SameDomainCopy <from> <to>
<from> and <to> must be in the same domain and must match Origin.
GetReadToken <resource>
If the Origin header matches <resource>, return a one-time read
token which can be used to copy a resource cross-domain
GetWriteToken <resource>
If the Origin header matches <resource>, return a one-time read
token which can be used to copy a resource cross-domain
CrossDomainCopy <from-domain> <from-resource> <read-token> <to-domain>
<to-resource> <write-token>
<read-token> must be a valid read token for <from-resource>, and
<from-resource> must be owned by <from-domain>. <write-token> must be
a valid write token for <to-resource>, and <to-resource> must be owned
by <to-domain>. Origin must match at least one of <from-domain> or <to-
domain>.
This allows two sites to agree to copy a resource from one to the
other on storage.exmple.org without introducing a confused deputy
hazard.
In the original scenario, photo.example.com would get a resource name
and a write token from printer.example.net, would obtain its own read
token for the resource to copy using GetReadToken, and then issue a
copy request with both domains and both tokens using CrossDomainCopy.
It's impossible for printer.example,net to make photo.example.com
accidentally overwrite its own resources in this case, because the
request on behalf of a third party is distinct from any request it
would make on its own behalf. You could argue that neither Origin nor
Cookie in the cross-domain network resources are necessary to make
this work, but I think in this case they can make the system easier to
build and more robust.
>
>> Or it can just ask photo.example.com to read the photo from
>> storage.example.org and send the actual data. Either of these much
>> less
>> abusable than writing, and would be a safer approach, whether or
>> not the
>> overall design depends on secret tokens. The grant of read access
>> can be
>> one-time or time-limited if necessary. Thus, I think the scenario is
>> somewhat contrived. Likely cross-site interactions would not
>> involve such a
>> complex process to transfer data. The root of the vulnerability in
>> Tyler's
>> scenario is writing in a shared namespace to transfer data, instead
>> of
>> simply granting read access to the existing copy, or transferring
>> the actual
>> data bits.
>
> The semantics of the request, read versus write, are not relevant to
> the attack. As Maciej explained in the TPAC meeting today, the actual
> problem occurs when a request is composed using data received from 2
> or more sites. As an historical note, it's interesting to observe the
> initial misstep here and so conjecture that web developers may also
> misunderstand the dangers and so use CORS-with-Origin in an insecure
> way.
>
> A request composed from data received from 2 or more sites should be a
> common pattern in any *cross-origin* application. It's the nature of
> the problem space. There's no need for examples to be complicated to
> demonstrate the problem. If people find Maciej's example simpler, it
> demonstrates the vulnerability just as well.

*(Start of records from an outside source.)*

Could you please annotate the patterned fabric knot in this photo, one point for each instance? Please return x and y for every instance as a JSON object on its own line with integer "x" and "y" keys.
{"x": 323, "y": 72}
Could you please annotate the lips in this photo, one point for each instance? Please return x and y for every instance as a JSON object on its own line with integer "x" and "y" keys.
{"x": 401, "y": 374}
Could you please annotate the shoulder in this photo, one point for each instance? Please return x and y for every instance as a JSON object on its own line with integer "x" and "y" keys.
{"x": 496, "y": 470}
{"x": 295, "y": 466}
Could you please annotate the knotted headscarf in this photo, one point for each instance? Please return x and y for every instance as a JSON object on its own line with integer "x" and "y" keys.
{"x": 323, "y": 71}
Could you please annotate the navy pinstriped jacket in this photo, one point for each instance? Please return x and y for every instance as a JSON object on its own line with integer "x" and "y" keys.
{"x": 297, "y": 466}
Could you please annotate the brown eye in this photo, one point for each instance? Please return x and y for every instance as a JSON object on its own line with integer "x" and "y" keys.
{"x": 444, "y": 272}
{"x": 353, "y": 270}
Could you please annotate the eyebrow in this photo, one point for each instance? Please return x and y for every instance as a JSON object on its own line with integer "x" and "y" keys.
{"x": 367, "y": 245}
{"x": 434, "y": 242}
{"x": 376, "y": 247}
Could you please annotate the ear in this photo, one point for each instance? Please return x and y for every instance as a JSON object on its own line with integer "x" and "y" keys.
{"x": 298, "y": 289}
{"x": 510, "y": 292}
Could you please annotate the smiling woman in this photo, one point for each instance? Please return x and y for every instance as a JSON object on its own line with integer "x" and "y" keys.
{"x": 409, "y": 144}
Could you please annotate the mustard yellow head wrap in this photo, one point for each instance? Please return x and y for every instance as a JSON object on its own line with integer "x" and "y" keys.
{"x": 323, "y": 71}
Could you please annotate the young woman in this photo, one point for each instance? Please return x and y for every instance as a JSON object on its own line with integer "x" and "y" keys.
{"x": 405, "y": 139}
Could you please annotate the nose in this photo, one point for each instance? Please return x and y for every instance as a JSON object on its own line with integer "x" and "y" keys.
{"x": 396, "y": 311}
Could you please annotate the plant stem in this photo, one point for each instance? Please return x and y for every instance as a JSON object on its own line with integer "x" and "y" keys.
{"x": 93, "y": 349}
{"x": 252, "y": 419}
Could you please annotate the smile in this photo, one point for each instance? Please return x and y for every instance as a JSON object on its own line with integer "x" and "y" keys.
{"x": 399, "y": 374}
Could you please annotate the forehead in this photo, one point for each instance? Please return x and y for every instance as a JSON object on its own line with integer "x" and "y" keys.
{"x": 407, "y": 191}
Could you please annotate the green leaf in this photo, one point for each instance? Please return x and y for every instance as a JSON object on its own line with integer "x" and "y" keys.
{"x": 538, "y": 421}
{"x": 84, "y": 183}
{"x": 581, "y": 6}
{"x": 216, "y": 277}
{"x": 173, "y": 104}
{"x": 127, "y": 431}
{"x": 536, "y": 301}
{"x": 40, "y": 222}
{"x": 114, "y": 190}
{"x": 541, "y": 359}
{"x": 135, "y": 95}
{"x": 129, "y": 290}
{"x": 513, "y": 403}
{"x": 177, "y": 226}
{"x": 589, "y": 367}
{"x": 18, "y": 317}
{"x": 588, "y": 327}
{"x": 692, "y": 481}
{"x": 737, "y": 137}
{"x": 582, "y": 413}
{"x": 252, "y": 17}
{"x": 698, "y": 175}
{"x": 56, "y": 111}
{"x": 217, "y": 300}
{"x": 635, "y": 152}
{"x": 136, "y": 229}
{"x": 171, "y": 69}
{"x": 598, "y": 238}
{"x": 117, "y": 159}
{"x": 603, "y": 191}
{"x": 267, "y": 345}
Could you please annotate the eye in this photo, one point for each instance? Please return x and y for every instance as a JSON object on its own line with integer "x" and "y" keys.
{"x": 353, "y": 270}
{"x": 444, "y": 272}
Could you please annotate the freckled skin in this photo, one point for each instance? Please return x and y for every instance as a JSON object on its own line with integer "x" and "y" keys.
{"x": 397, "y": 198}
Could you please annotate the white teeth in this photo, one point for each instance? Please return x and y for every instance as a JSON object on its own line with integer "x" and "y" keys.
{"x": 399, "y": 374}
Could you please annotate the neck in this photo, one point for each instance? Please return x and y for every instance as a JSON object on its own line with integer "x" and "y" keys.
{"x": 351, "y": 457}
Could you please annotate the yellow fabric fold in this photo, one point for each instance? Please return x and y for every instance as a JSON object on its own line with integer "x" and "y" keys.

I don't really agree that composing a request from data received from
2 or more sites is likely to be common. Sites are doing cross-domain
collaboration now, using techniques like OAuth, JSONP, or asking the
user for their password for another site. To my knowledge, the sites
doing this are general having a pure bilateral interaction that is
well modeled by the example in my CORS background slide.